I had one stick left and decided that I would use it now. Javier was in a semi-bad mood and wanted me to order food from the Outback, our favorite restaurant. I peed on the stick and called the Outback to put in my order. For a split-second I forgot about the test while talking to the Outback guy on the phone. But my eyes glanced over to the test as I was telling him the type of car we had for the pickup.
I noticed there were 2 lines, one fainter than the other. Honestly, at that moment, I didn’t remember what that meant. I’d taken more ovulation tests than pregnancy tests in the past, and the ovulation tests required that your line be of equal or more darkness than the indicator line: therefore there was always a fainter line for the ovulation test.
Once I got off the phone I opened the test guide pamphlet and saw that 1 line=not pregnant, 2=pregnant. So I was pregnant?! But why was one line fainter than the other? Did that mean I was probably pregnant, or did that mean I was pregnant for sure? I went online and Googled images of other people’s pregnancy tests. Everybody’s tests had one fainter line, but it was the right one instead of the left one like mine. After reviewing many online photos, I was convinced the darker line was my line and the fainter line was the indicator line. Judging by the fact that my line was way darker than the reference, I was totally preggers! Everyone else’s line was fainter because they probably took their tests on the first day of their missed period, instead of waiting a whole week like I did.

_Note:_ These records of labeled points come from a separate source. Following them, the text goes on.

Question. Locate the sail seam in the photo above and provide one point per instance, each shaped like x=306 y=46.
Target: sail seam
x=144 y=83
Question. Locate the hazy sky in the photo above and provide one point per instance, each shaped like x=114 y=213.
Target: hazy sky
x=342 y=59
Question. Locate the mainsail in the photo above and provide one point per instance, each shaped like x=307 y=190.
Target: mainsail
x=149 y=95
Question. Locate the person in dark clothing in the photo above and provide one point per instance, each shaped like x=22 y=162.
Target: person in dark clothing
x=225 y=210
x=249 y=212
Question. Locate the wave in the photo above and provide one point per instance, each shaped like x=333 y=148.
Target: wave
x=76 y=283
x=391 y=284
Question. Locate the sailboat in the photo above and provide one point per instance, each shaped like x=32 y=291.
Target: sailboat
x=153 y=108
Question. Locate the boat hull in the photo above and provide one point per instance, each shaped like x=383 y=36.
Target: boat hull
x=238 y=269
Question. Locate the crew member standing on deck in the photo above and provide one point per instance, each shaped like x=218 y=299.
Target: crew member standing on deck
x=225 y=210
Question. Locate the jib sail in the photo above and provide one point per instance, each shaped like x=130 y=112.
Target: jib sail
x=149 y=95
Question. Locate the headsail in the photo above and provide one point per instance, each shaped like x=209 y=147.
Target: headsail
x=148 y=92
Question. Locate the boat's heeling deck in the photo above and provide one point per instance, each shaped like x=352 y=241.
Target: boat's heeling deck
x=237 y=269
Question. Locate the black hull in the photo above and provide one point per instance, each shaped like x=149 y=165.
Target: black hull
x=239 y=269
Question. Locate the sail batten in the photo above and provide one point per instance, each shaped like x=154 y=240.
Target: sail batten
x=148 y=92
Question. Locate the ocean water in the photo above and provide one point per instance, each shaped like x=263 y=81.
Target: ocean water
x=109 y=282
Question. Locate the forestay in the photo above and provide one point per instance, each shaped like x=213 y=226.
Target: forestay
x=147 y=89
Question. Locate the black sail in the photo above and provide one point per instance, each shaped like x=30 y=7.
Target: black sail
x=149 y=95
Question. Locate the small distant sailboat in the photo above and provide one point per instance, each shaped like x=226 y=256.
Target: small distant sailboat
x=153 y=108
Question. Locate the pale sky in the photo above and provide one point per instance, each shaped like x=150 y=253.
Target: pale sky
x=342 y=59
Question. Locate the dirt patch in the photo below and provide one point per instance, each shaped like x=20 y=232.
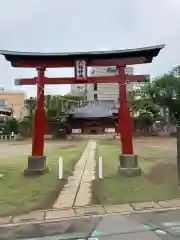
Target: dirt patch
x=162 y=173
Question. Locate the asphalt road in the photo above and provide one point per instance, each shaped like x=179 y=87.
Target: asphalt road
x=150 y=226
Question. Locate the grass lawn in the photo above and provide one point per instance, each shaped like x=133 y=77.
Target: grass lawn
x=158 y=181
x=19 y=194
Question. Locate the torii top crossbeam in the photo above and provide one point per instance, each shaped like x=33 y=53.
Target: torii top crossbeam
x=95 y=58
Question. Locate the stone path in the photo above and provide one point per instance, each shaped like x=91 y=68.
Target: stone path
x=77 y=191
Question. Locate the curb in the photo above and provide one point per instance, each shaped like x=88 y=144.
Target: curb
x=25 y=223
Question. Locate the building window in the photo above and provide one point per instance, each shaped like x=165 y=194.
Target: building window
x=95 y=96
x=95 y=86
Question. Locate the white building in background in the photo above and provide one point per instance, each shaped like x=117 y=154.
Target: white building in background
x=106 y=91
x=101 y=91
x=78 y=89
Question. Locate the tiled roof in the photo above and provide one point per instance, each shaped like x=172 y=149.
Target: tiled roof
x=95 y=110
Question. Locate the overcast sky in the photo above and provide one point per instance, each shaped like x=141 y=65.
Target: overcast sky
x=81 y=25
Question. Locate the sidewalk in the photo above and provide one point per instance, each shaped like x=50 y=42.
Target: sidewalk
x=78 y=212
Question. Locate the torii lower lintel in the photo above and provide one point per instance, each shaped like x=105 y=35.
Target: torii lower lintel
x=72 y=80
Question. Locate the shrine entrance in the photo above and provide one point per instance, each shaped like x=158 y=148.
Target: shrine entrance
x=80 y=61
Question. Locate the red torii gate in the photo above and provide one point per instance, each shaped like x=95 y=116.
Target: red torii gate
x=80 y=62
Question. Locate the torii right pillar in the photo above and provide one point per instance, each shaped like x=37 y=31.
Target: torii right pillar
x=128 y=160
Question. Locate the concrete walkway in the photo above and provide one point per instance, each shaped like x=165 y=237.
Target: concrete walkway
x=77 y=191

The next day, after having brunch with an old high school friend, I immediately went to buy some more tests. I bought a different brand and type. This time it was one of those cool digital tests that simply read “Pregnant” or “Not Pregnant” on the LCD screen. According to the funny commercials on TV, it would be the most sophisticated state of the art technology – that you could ever pee on. I watched the screen as the hourglass was blinking and finally it concluded “Pregnant”. Seeing that word on the screen instead of typical 2 lines made such a psychological difference. I got nervous and queasy for a moment.
You can imagine the types of thoughts I’ve been having since. Should I change my diet? I need to schedule a dr. appt. Who is this little person going to be when he/she grows up? Is it a boy or a girl? Could it be twins? How long do I have to wait to tell people? How am I going to tell people? At what point is the risk of a miscarriage lower? Are my tight pants bothering the baby when I sit down? Does Qori know that I’m pregnant? It’s apparent that I don’t know the first thing about being pregnant.
Javier is happy and caught off guard at this news. He – like me – was not expecting to be pregnant “so soon” or so quickly. We had both sort of convinced ourselves that we wouldn’t be able to get pregnant this year either. Now he has increased pressure. We are here on Sunday at the Victorian house and he is wall-papering while I spend time with him. While Rob and his family are anxious to begin their new dreams, we are too.